For Hindus, it’s the start of the new year, and is celebrated with requisite bathing, partying, and worshiping. It’s believed that the goddess Ganga descended to earth thousands of years ago, and in her honor many Hindus gather along the sacred Ganges River for ritual baths. The action is centered in the holy cities along the Ganges in north India, or in Srinagar’s Mughal Gardens, Jammu’s Nagbani Temple, or anywhere in Tamil Nadu.
In Kerala the festival is called Vishu, and includes fireworks, shopping for new clothes and interesting displays called Vishu Kani. These are arrangements of flowers, grains, fruits, cloth, gold, and money are viewed early in the morning, to ensure a year of prosperity. In Assam, the festival is called Bohag Bihu, and the community organizes massive feasts, music, and dancing.

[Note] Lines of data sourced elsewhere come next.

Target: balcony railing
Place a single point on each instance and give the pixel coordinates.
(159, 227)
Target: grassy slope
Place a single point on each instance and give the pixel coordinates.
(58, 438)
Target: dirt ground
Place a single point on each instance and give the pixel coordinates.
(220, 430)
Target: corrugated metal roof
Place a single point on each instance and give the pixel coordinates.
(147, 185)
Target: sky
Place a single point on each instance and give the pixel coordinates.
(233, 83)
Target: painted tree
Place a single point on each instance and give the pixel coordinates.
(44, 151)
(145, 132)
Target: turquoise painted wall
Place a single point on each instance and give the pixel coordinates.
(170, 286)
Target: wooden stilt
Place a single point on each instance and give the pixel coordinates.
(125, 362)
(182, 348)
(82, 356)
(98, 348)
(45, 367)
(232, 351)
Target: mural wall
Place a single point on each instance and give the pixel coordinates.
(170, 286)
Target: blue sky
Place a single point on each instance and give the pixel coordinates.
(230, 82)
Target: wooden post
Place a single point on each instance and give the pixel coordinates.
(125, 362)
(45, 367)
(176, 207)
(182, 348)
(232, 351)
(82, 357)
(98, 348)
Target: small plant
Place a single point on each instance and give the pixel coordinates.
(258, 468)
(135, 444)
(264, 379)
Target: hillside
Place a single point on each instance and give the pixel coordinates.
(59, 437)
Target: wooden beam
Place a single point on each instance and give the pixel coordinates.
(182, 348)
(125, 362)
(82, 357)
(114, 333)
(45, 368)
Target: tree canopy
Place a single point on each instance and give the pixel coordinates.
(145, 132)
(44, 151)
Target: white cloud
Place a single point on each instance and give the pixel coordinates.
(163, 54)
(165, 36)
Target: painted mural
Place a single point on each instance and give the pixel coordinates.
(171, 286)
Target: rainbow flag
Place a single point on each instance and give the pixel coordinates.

This also marks the beginning of a month long Vaisakha bathing. The pilgrimage to the holy shrine of Badrinath, in the Himalayas, also commences from this day. The charities done during Vaisakha month are believed to earn great religious merits and so people generously give money, grains and other things to the poor and needy and the Brahmins, and observe fast, chant the glories of the lord and practice such other pious activities.